Décédé le 3 juillet, Jean-Jacques Susini, était l’un des éléments clés de l’OAS en Algérie en 1961-1962. Les médias accolent moutonnement à son nom l’épithète sulfureux.
Lu pour vous dans Présent.
Qui était-il, vraiment ? Forte personnalité, intelligence supérieure, grande culture historique, volonté sans faille, sont quelques-uns des traits caractérisant l’orateur hors pair et l’homme d’action qu’il était.
Bachelier à 15 ans, il préside à 26 ans l’association générale des étudiants d’Algérie. Il est l’un des dirigeants de l’insurrection d’Alger de janvier 1960, « la Semaine des barricades ». Passant sur les conseils de modération des avocats, il fait, au tribunal qui le juge, une déclaration ardente en forme de manifeste politique radical. Mis en liberté provisoire en décembre 1960, il rejoint clandestinement Madrid. Il y gagne la confiance et l’estime du général Salan qui dira de lui : « C’est avec des garçons de cette classe que nous ferons quelque chose. » En février 1961, toujours à Madrid, avec Pierre Lagaillarde, il fonde l’Organisation Armée Secrète, dont les termes choisis sont un appel à la résistance. Avec le général Salan, à bord d’un petit avion de tourisme, il gagne Alger le 23 avril 1961. Alors que le putsch bat de l’aile, il s’emploie à convaincre le général Challe de ne pas renoncer — il obtient un sursis d’une journée. Responsable de l’action psychologique et politique de l’OAS, il inspire la politique du général Salan en rédigeant de nombreux courriers, au premier ministre Michel Debré, au directeur du Monde, aux parlementaires, aux évêques, aux maires…

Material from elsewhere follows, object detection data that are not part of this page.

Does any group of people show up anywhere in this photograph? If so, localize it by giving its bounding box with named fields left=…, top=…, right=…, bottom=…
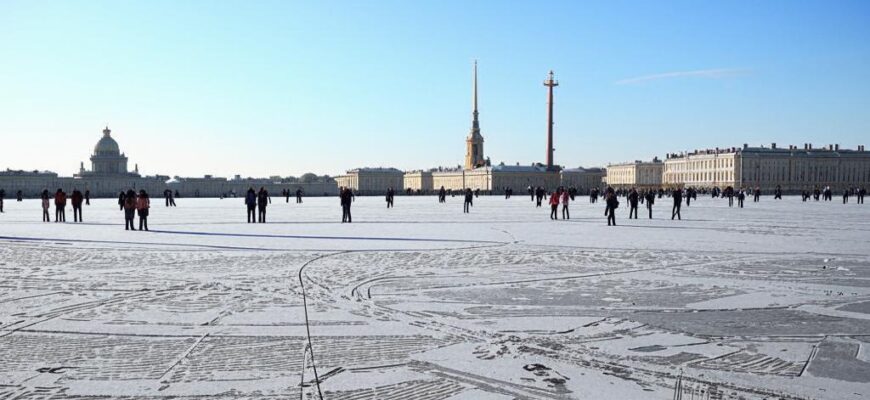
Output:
left=163, top=189, right=178, bottom=207
left=281, top=188, right=304, bottom=204
left=245, top=186, right=272, bottom=224
left=548, top=186, right=572, bottom=221
left=40, top=189, right=91, bottom=222
left=118, top=189, right=151, bottom=231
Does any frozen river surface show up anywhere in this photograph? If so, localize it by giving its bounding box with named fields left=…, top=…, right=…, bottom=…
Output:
left=0, top=196, right=870, bottom=400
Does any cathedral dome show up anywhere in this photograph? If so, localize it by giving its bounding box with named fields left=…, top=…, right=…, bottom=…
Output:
left=94, top=127, right=121, bottom=156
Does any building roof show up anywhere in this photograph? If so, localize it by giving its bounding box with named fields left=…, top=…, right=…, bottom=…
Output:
left=347, top=167, right=403, bottom=174
left=562, top=167, right=607, bottom=173
left=491, top=165, right=547, bottom=172
left=94, top=126, right=121, bottom=156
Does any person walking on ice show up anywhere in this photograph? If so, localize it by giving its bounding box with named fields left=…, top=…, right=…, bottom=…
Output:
left=671, top=188, right=683, bottom=220
left=386, top=187, right=396, bottom=208
left=70, top=189, right=85, bottom=222
left=123, top=189, right=137, bottom=231
left=42, top=189, right=51, bottom=222
left=245, top=187, right=257, bottom=224
left=604, top=186, right=619, bottom=226
left=338, top=187, right=354, bottom=224
left=54, top=189, right=66, bottom=222
left=257, top=186, right=272, bottom=224
left=550, top=192, right=559, bottom=220
left=628, top=188, right=640, bottom=219
left=136, top=189, right=151, bottom=231
left=646, top=190, right=656, bottom=219
left=462, top=188, right=474, bottom=214
left=561, top=189, right=571, bottom=219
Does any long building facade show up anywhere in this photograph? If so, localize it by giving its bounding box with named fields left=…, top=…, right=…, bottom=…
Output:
left=0, top=127, right=338, bottom=198
left=561, top=167, right=607, bottom=194
left=660, top=143, right=870, bottom=193
left=335, top=168, right=405, bottom=196
left=605, top=158, right=663, bottom=189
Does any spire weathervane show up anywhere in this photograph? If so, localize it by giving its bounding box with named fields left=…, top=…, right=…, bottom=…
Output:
left=471, top=60, right=480, bottom=129
left=544, top=70, right=559, bottom=169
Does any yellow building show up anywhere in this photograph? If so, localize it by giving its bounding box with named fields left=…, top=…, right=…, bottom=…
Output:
left=335, top=168, right=404, bottom=196
left=662, top=143, right=870, bottom=192
left=561, top=167, right=607, bottom=193
left=404, top=171, right=432, bottom=193
left=605, top=158, right=663, bottom=189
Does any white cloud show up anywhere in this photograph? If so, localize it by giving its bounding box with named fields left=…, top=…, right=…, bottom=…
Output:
left=616, top=68, right=752, bottom=85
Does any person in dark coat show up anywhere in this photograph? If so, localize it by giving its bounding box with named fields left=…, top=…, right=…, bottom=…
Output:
left=123, top=189, right=138, bottom=231
left=550, top=192, right=559, bottom=220
left=671, top=188, right=683, bottom=219
left=644, top=190, right=656, bottom=219
left=70, top=189, right=85, bottom=222
left=338, top=187, right=354, bottom=223
left=42, top=189, right=51, bottom=222
left=535, top=186, right=547, bottom=208
left=54, top=189, right=66, bottom=222
left=136, top=189, right=151, bottom=231
left=628, top=188, right=640, bottom=219
left=604, top=186, right=619, bottom=226
left=386, top=187, right=396, bottom=208
left=257, top=186, right=272, bottom=224
left=462, top=188, right=474, bottom=214
left=245, top=187, right=257, bottom=224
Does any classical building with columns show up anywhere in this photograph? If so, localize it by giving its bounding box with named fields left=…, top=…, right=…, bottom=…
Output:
left=0, top=127, right=338, bottom=198
left=561, top=167, right=607, bottom=194
left=335, top=168, right=405, bottom=196
left=664, top=143, right=870, bottom=193
left=605, top=157, right=663, bottom=189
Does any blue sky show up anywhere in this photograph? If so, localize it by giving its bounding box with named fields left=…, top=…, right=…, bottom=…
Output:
left=0, top=0, right=870, bottom=176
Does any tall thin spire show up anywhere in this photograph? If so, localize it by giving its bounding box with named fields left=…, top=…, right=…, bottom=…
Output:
left=471, top=60, right=480, bottom=130
left=465, top=60, right=486, bottom=169
left=544, top=70, right=559, bottom=170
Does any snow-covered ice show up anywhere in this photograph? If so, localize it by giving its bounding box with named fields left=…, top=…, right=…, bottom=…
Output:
left=0, top=196, right=870, bottom=400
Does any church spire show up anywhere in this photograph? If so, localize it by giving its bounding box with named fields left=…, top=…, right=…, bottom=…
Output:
left=471, top=60, right=480, bottom=130
left=465, top=60, right=486, bottom=169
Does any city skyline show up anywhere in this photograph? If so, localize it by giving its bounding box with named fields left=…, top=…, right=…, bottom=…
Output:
left=0, top=2, right=870, bottom=176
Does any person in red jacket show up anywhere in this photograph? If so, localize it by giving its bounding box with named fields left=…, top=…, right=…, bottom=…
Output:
left=70, top=189, right=85, bottom=222
left=550, top=191, right=561, bottom=220
left=54, top=189, right=66, bottom=222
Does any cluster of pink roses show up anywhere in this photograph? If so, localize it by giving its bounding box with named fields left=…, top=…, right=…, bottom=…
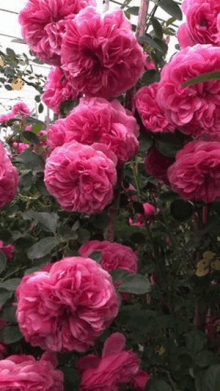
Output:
left=135, top=0, right=220, bottom=202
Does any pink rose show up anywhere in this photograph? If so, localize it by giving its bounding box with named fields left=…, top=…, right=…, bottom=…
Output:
left=11, top=102, right=31, bottom=118
left=41, top=67, right=78, bottom=113
left=177, top=0, right=220, bottom=48
left=48, top=98, right=139, bottom=162
left=0, top=143, right=19, bottom=208
left=168, top=140, right=220, bottom=202
left=0, top=240, right=15, bottom=261
left=0, top=353, right=64, bottom=391
left=144, top=145, right=174, bottom=183
left=134, top=83, right=175, bottom=132
left=78, top=333, right=149, bottom=391
left=12, top=141, right=30, bottom=154
left=19, top=0, right=95, bottom=65
left=157, top=45, right=220, bottom=136
left=61, top=7, right=145, bottom=98
left=44, top=141, right=117, bottom=213
left=16, top=257, right=119, bottom=351
left=78, top=240, right=138, bottom=273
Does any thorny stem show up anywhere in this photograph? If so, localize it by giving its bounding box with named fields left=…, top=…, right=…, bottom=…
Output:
left=105, top=0, right=149, bottom=241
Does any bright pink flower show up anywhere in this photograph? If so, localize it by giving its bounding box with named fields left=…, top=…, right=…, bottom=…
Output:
left=41, top=67, right=78, bottom=113
left=0, top=143, right=19, bottom=208
left=45, top=141, right=117, bottom=213
left=11, top=102, right=31, bottom=118
left=48, top=98, right=139, bottom=162
left=0, top=353, right=64, bottom=391
left=168, top=140, right=220, bottom=202
left=134, top=83, right=175, bottom=132
left=0, top=240, right=15, bottom=261
left=144, top=145, right=174, bottom=183
left=12, top=141, right=30, bottom=154
left=157, top=45, right=220, bottom=136
left=16, top=257, right=119, bottom=351
left=19, top=0, right=95, bottom=65
left=61, top=7, right=145, bottom=98
left=177, top=0, right=220, bottom=48
left=0, top=342, right=7, bottom=360
left=78, top=240, right=138, bottom=273
left=78, top=333, right=149, bottom=391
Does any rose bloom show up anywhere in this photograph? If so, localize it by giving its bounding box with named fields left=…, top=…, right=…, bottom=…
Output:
left=168, top=140, right=220, bottom=202
left=144, top=145, right=175, bottom=183
left=78, top=332, right=150, bottom=391
left=78, top=240, right=138, bottom=273
left=134, top=83, right=175, bottom=132
left=44, top=141, right=117, bottom=213
left=48, top=98, right=139, bottom=162
left=0, top=142, right=19, bottom=208
left=41, top=67, right=78, bottom=113
left=0, top=353, right=64, bottom=391
left=16, top=257, right=119, bottom=351
left=0, top=240, right=15, bottom=261
left=61, top=7, right=145, bottom=98
left=177, top=0, right=220, bottom=48
left=12, top=141, right=30, bottom=154
left=19, top=0, right=95, bottom=65
left=157, top=45, right=220, bottom=136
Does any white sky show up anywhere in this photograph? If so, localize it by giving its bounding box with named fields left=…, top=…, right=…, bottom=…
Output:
left=0, top=0, right=180, bottom=119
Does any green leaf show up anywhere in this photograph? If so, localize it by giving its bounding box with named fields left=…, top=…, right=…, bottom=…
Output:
left=158, top=0, right=183, bottom=20
left=127, top=7, right=139, bottom=16
left=0, top=288, right=12, bottom=306
left=146, top=380, right=172, bottom=391
left=170, top=199, right=195, bottom=221
left=186, top=330, right=206, bottom=355
left=0, top=250, right=7, bottom=273
left=23, top=210, right=59, bottom=234
left=16, top=148, right=44, bottom=170
left=27, top=236, right=59, bottom=260
left=22, top=131, right=39, bottom=144
left=195, top=365, right=220, bottom=391
left=183, top=71, right=220, bottom=87
left=90, top=212, right=109, bottom=229
left=109, top=269, right=130, bottom=282
left=138, top=34, right=164, bottom=53
left=88, top=251, right=102, bottom=263
left=151, top=18, right=163, bottom=39
left=119, top=274, right=150, bottom=295
left=1, top=326, right=23, bottom=345
left=38, top=103, right=44, bottom=114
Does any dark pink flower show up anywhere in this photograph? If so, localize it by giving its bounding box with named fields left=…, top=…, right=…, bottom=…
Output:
left=16, top=257, right=119, bottom=351
left=0, top=353, right=64, bottom=391
left=61, top=7, right=145, bottom=98
left=45, top=141, right=117, bottom=213
left=0, top=143, right=19, bottom=208
left=134, top=83, right=175, bottom=132
left=78, top=240, right=138, bottom=273
left=11, top=102, right=31, bottom=118
left=177, top=0, right=220, bottom=48
left=48, top=98, right=139, bottom=162
left=144, top=145, right=174, bottom=183
left=78, top=333, right=149, bottom=391
left=12, top=141, right=30, bottom=154
left=168, top=140, right=220, bottom=202
left=0, top=240, right=15, bottom=261
left=157, top=45, right=220, bottom=136
left=19, top=0, right=95, bottom=65
left=41, top=67, right=78, bottom=113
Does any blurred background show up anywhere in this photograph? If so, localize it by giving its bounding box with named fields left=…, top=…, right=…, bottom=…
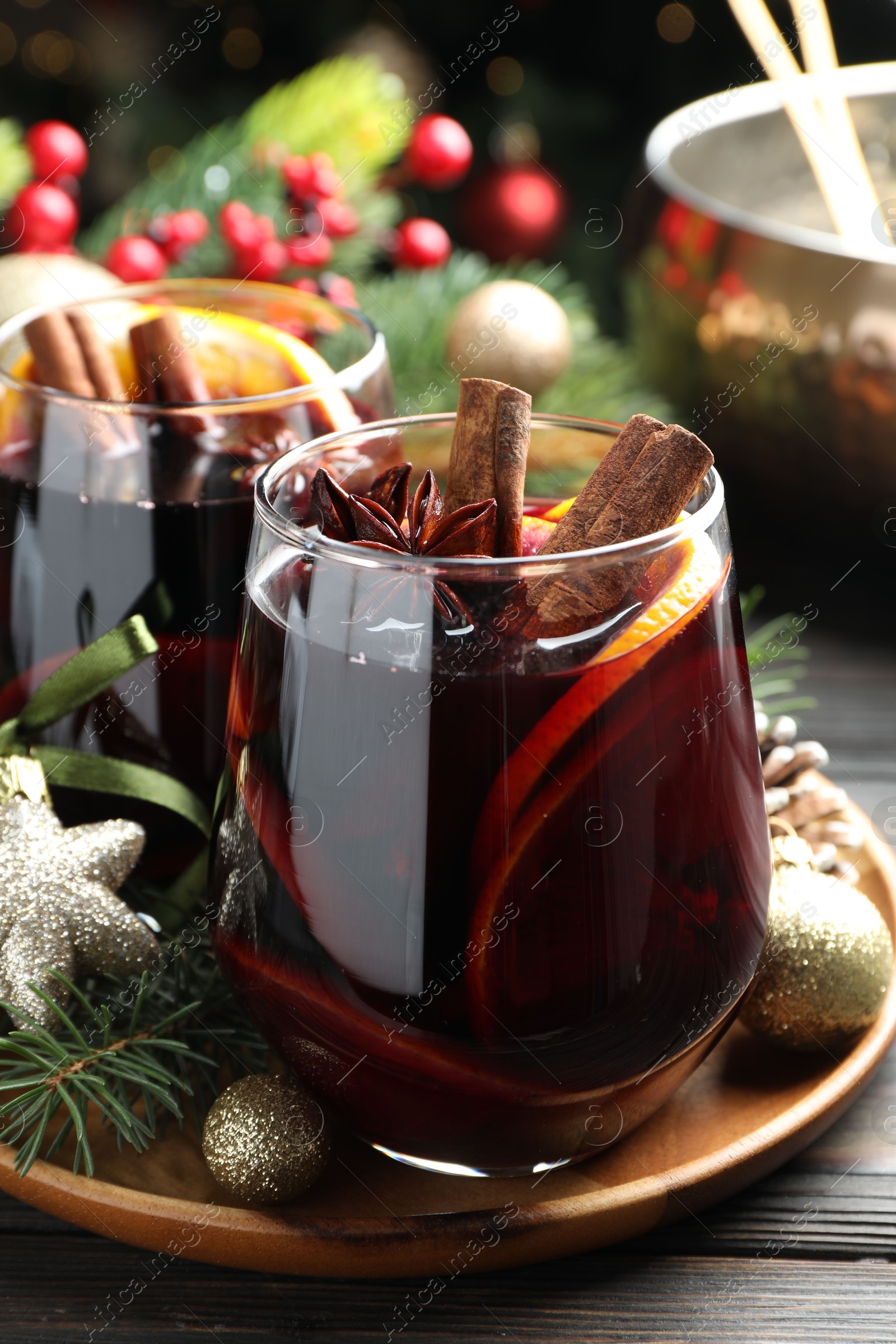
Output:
left=0, top=0, right=896, bottom=637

Lorsque l’action conjuguée du pouvoir gaullien et du FLN a raison de l’Algérie française, tenant compte des réalités, Susini — il n’a pas 28 ans — négocie avec des représentants du FLN, le docteur Mostefai en tête, un accord donnant aux Européens d’Algérie des garanties dans une Algérie indépendante. Ces accords n’auront pas d’application, la clique arabo-islamiste de Ben Bella prenant le pouvoir.
Exilé en Italie après juillet 1962, il monte plusieurs complots ayant pour cible le chef de l’Etat. Il y écrit un premier tome de l’Histoire de l’OAS.
Michel Déon, chargé par son éditeur, Roland Laudenbach, de renouer avec Susini en vue d’un deuxième tome, le retrouve en décembre 1963 à Rome. Il le décrit :
« Toujours le même, beau visage intact, un blond guerrier froid et calme jusqu’au moment où, se sentant en sécurité, sa parfaite mécanique dialectique se met en route avec une conviction que rien ne peut ébranler. »
En 2015, l’auteur des Poneys Sauvages, son aîné de quatorze années, toujours fasciné par sa personnalité, la rapprochait par certains aspects de celle de Vladimir Poutine. Et il ajoutait : « Dans d’autres circonstances, Jean-Jacques Susini aurait eu un destin exceptionnel. »
Jean-Jacques Susini est mort, éternel jeune homme tourné vers l’avenir. Ses convictions, sans passéisme, étaient toujours aussi fermes.